What are the benefits of the municipalities consolidating? Lytle said people need to look at the process as a whole. As things come together, there will be more efficiency and a financial benefit.
He said there will be an elimination of duplicate services, resulting in savings, and more “bang for the buck” in use of tax money. He said the two will benefit from each other’s strengths, there are things the borough can offer and things the township can offer: land, a well-developed downtown, etc. Both, he said, have advantages to offer each other.
Any disadvantages, he said, would be early and short term. “Nobody likes change,” Lytle said, noting this will take people out of their comfort zone. “This is new, and the unknown is uncomfortable to everyone.” He said it will help if everyone can keep in mind the long-term goals and reason for consolidating, and they’ll find the growing pains will pass.
All full-time jobs will remain, the fire departments will remain as they are and police coverage will remain as well. Lytle said in a perfect world no one will even notice the differences.
It is a marriage of equals, Lytle said.

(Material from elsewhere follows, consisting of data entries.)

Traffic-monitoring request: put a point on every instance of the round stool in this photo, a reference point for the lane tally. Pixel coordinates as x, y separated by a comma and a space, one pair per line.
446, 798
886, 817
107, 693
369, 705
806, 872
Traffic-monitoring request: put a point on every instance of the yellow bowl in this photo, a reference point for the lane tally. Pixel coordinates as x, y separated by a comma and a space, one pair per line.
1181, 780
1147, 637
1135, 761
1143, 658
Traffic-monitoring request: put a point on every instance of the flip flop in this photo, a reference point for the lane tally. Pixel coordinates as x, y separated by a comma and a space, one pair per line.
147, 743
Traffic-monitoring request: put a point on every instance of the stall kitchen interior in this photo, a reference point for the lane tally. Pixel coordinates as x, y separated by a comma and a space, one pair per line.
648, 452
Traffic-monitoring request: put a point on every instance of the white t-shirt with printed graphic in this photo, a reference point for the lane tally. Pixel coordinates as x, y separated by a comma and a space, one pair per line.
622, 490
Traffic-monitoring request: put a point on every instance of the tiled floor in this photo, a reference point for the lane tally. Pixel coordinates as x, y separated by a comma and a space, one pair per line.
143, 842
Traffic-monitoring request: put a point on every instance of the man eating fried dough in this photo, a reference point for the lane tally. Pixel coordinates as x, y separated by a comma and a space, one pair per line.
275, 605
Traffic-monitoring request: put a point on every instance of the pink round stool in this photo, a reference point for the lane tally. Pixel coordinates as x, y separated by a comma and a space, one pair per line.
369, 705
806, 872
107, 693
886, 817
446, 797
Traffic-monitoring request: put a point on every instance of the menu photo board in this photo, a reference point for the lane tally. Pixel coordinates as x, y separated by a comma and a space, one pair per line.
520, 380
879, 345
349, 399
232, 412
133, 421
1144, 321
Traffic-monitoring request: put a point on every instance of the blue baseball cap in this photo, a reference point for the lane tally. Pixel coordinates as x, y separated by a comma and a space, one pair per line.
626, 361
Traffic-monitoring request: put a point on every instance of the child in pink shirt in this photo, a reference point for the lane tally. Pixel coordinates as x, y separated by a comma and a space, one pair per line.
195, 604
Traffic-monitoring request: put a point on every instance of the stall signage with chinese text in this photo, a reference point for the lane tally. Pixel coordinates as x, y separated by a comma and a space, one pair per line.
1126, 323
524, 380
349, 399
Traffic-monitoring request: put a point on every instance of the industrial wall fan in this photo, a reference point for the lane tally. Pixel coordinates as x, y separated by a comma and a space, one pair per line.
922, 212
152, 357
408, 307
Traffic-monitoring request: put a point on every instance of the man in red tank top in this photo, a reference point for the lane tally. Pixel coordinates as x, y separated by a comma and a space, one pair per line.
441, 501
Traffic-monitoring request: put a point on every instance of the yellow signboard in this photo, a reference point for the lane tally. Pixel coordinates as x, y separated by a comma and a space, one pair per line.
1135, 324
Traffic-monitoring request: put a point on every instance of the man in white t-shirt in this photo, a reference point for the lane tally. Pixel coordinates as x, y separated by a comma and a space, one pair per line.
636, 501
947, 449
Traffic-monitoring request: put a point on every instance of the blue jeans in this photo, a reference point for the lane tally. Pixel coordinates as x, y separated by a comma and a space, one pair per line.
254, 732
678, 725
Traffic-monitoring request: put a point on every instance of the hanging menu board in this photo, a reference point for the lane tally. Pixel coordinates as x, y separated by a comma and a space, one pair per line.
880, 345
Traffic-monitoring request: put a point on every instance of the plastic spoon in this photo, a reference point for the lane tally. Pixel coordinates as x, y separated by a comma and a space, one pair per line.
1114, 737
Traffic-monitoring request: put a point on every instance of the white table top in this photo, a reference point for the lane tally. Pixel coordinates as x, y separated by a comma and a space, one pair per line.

He added that both municipalities are remarkably similar in finances, demographics and employees. “It makes sense to come together. Realistically, this is the best time to come together on this, before we get into hard times, we can work together to join together.”
So, what happens next? The committee members will be involved in outreach to the community to explain the process and the results. On Jan. 19, the two municipal boards will vote on the matter, and if it passes, it will go to the voters of the municipalities. If it is turned down by either of the municipal governments or the people, it cannot be brought up again for a few years, Lytle said.
If the referendum passes, there will be a period of preparation. He said the committee will help with the transition. The new government will go into effect on Jan. 6, 2020.
Before this, the eight members of council and mayor will be elected. Four council members and the mayor will be elected at large and four council members will be elected from four wards that will extend out from the center of the City of Clearfield; each ward will be very similar population wise.
Many decisions will need to be made by the elected officials. The committee can make recommendations, but the final decisions are up to the new council.
“The members have worked a year and a half with the best interests of the community at heart,” Lytle said, “We all live and work here, we want a viable and stable community for the future.” He said the volunteer members of the committee have put in lots of time on this all for the long-term benefit of the community. He said they all have a vested interest in doing it well.